Other declassified US documents show that Kissinger, furious over then-Cuban President Fidel Castro’s decision to send troops to Angola, outlined plans in 1976 to “crush Cuba” with air strikes.which never came to fruition.
No apologies
Following his departure from government in 1977, when Democrat Jimmy Carter assumed the US presidency, Kissinger founded the international consulting firm Kissinger Associates, which made millions selling advice to large corporations.
He also dedicated himself to another of his passions, football, and as he had announced to Guzzetti, He personally traveled to the 1978 World Cup in Argentina despite concerns expressed by the US ambassador to that country that his support for the military junta would harden its position on human rights.just as the Carter administration was pressuring her to stop the repression.
Kissinger never completely escaped the controversies he aroused.
In May 2001, while visiting Paris, a French judge summoned him to testify as a witness in an investigation into the coup and human rights violations in Chile, but the former Secretary of State refused to respond and left France.
There were also attempts to involve him in prosecutions in other countries for alleged abuses related to American foreign policy, but those efforts never came to fruition.
Asked in an interview with Atlantic in 2016 about the usefulness of going to other countries and making mea culpa for past US behavior, Kissinger used questions in his response, without offering a hint of an apology.
“Should every American public servant have to worry about how their views will sound 40 years later in the hands of foreign governments?”, he questioned.
When recently asked by a journalist from the American network CBS about the bombings of Cambodia, Kissinger defended himself: “You do this program because I am going to be 100 years old,” he said. “And you choose a topic from something that happened 60 years ago.
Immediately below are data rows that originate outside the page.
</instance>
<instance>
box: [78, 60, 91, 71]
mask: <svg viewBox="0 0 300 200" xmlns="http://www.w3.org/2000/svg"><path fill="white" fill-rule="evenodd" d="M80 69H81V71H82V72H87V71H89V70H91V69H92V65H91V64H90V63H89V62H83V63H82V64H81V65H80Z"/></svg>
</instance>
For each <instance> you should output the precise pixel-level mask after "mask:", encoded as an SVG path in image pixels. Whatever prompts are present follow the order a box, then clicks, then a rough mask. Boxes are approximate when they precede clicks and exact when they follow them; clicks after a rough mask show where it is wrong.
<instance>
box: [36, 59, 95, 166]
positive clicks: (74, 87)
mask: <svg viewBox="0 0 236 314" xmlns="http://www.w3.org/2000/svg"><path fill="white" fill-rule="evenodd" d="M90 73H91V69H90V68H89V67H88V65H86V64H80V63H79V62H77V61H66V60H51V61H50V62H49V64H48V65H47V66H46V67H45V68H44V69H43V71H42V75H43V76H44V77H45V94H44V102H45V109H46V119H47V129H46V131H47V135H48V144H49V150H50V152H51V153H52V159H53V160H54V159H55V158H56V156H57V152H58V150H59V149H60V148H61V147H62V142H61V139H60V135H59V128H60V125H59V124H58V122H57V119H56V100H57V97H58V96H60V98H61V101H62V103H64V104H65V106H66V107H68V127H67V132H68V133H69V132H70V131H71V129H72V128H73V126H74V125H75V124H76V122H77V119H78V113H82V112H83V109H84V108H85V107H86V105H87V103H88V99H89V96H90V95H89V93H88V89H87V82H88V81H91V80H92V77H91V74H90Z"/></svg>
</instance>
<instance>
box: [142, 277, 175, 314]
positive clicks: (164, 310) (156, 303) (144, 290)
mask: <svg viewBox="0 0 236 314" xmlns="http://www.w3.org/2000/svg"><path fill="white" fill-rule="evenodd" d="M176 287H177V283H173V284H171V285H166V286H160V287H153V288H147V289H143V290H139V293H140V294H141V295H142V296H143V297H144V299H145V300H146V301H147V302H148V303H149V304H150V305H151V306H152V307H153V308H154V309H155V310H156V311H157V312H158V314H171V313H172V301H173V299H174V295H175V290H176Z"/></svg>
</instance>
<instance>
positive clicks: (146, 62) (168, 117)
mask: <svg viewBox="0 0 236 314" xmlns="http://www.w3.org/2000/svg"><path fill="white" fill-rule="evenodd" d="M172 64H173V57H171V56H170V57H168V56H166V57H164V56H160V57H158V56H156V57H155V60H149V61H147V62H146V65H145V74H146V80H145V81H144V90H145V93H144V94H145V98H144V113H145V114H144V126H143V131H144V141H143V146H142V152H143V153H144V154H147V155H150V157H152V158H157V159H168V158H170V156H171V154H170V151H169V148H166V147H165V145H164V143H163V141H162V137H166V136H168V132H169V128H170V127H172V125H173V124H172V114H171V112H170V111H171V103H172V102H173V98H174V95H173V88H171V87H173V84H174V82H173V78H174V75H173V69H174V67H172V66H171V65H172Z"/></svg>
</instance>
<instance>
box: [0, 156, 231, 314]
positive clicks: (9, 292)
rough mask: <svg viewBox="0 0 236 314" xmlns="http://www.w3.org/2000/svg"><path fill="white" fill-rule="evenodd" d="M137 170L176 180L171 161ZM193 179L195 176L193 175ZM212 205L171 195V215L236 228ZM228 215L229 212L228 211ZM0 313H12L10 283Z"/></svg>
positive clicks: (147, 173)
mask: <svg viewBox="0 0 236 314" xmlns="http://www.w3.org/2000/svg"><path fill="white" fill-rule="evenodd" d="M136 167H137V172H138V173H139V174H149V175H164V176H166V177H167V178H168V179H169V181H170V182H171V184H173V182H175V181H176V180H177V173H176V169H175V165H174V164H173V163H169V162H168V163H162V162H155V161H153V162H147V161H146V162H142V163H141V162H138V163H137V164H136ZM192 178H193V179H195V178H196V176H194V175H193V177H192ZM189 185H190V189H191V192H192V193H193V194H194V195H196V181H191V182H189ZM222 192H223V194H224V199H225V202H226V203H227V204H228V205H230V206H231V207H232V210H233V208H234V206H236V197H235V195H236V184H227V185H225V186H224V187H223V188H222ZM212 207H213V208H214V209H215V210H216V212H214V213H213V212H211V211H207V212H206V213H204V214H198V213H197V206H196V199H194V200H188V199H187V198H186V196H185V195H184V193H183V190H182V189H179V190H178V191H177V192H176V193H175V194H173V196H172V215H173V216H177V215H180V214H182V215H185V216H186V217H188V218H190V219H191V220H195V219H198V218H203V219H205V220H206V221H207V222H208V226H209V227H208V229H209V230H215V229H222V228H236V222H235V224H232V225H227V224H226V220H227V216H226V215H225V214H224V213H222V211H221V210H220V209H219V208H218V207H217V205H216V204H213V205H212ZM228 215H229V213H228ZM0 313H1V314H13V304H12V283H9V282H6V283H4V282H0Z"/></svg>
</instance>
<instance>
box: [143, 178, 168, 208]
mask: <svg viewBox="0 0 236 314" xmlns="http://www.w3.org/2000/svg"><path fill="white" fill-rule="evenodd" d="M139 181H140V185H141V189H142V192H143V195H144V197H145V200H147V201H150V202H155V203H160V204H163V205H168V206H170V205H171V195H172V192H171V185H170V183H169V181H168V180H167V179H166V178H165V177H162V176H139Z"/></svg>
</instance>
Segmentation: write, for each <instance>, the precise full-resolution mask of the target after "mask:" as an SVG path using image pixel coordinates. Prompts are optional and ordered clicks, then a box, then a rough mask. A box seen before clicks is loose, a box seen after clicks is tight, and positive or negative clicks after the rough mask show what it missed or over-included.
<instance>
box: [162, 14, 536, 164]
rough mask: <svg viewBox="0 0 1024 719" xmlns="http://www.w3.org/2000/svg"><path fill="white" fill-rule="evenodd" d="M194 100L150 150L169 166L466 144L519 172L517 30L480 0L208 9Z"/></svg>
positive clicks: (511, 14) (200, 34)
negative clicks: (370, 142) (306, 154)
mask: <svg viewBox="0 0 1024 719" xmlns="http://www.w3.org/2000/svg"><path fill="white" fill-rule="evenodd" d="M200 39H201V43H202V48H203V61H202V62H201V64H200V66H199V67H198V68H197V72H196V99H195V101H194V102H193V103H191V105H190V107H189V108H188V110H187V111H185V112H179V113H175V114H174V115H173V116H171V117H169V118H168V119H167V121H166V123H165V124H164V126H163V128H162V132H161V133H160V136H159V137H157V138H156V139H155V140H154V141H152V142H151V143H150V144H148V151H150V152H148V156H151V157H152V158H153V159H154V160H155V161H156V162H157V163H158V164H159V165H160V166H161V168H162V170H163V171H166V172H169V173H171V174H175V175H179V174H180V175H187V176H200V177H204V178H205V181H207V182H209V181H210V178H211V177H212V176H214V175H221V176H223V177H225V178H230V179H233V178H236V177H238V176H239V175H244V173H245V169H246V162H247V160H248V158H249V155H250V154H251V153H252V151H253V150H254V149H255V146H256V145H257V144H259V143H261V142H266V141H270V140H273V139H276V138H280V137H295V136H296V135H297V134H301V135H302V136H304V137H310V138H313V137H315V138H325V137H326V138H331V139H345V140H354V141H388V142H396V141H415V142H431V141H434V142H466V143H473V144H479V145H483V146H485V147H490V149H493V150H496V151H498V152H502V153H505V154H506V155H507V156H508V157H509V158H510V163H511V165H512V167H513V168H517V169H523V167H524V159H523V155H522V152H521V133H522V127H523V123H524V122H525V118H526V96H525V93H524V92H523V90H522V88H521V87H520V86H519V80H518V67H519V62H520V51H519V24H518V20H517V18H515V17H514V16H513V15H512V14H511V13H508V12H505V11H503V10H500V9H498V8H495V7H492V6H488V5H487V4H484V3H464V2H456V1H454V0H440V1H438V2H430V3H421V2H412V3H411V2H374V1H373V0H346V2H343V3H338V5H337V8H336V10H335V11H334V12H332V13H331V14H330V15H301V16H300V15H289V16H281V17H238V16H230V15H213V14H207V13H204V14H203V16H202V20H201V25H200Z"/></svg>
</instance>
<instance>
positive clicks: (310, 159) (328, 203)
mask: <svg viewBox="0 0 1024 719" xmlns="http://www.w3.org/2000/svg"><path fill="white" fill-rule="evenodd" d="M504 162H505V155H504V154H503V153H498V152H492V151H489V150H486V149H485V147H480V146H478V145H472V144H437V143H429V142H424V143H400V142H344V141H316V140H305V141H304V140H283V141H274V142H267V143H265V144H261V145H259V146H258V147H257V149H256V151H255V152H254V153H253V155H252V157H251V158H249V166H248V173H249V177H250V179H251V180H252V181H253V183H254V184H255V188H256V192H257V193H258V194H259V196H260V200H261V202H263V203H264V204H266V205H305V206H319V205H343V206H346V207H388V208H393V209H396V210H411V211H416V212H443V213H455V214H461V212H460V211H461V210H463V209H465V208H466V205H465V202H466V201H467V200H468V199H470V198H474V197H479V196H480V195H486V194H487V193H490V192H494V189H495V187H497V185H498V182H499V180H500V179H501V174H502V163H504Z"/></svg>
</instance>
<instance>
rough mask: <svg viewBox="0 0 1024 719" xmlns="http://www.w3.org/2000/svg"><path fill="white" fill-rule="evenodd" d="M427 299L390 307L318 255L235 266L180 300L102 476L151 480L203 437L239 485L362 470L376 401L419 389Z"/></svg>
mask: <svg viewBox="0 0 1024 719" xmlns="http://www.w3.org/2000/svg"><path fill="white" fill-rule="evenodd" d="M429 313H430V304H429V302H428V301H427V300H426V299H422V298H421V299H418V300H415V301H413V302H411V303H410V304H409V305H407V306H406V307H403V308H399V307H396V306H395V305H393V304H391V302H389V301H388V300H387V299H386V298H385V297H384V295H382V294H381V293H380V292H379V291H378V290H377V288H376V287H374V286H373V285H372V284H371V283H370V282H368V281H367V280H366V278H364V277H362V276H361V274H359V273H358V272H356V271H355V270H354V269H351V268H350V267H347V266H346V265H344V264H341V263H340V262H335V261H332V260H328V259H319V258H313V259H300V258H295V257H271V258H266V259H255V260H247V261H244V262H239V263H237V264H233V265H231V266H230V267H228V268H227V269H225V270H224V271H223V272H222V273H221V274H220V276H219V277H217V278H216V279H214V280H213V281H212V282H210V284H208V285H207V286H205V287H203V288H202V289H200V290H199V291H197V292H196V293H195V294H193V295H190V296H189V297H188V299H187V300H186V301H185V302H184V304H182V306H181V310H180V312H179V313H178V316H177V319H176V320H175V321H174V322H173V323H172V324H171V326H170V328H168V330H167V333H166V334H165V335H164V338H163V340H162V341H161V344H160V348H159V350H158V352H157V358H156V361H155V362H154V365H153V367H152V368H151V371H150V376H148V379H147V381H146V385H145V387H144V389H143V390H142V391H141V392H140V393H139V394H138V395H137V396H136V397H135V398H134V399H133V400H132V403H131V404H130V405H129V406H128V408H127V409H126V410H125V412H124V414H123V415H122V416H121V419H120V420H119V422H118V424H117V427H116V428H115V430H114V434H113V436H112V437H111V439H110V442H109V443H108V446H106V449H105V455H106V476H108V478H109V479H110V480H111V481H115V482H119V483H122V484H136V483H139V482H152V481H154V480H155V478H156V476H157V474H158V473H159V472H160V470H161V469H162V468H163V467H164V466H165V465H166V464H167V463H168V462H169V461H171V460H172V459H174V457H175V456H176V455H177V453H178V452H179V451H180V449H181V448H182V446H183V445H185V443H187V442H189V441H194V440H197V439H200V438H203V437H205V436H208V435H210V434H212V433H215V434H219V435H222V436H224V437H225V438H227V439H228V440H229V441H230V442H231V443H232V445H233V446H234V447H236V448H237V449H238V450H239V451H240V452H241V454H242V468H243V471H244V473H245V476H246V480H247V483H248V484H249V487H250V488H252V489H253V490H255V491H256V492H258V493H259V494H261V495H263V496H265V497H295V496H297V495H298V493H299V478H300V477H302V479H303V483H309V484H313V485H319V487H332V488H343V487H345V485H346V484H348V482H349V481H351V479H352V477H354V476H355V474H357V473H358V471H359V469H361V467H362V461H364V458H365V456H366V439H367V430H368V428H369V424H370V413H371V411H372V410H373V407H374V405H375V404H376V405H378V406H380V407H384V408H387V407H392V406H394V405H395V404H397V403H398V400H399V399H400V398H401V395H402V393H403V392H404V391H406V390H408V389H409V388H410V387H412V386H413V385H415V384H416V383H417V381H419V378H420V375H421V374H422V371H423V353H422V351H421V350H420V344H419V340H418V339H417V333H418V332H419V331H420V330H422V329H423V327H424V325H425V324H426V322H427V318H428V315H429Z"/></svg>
You have to know that it was a necessary step.”
In that same recent interview he said he hoped that, with China’s participation, there would be negotiations at the end of this year to end the war between Russia and Ukraine.
And in dialogue with the British magazine The Economist He released advice so that the US and China learn to coexist without going to war, in a world where artificial intelligence can increase their rivalry.
“Both sides became convinced that the other represented a strategic danger,” he warned.
“We are heading towards a confrontation between great powers.”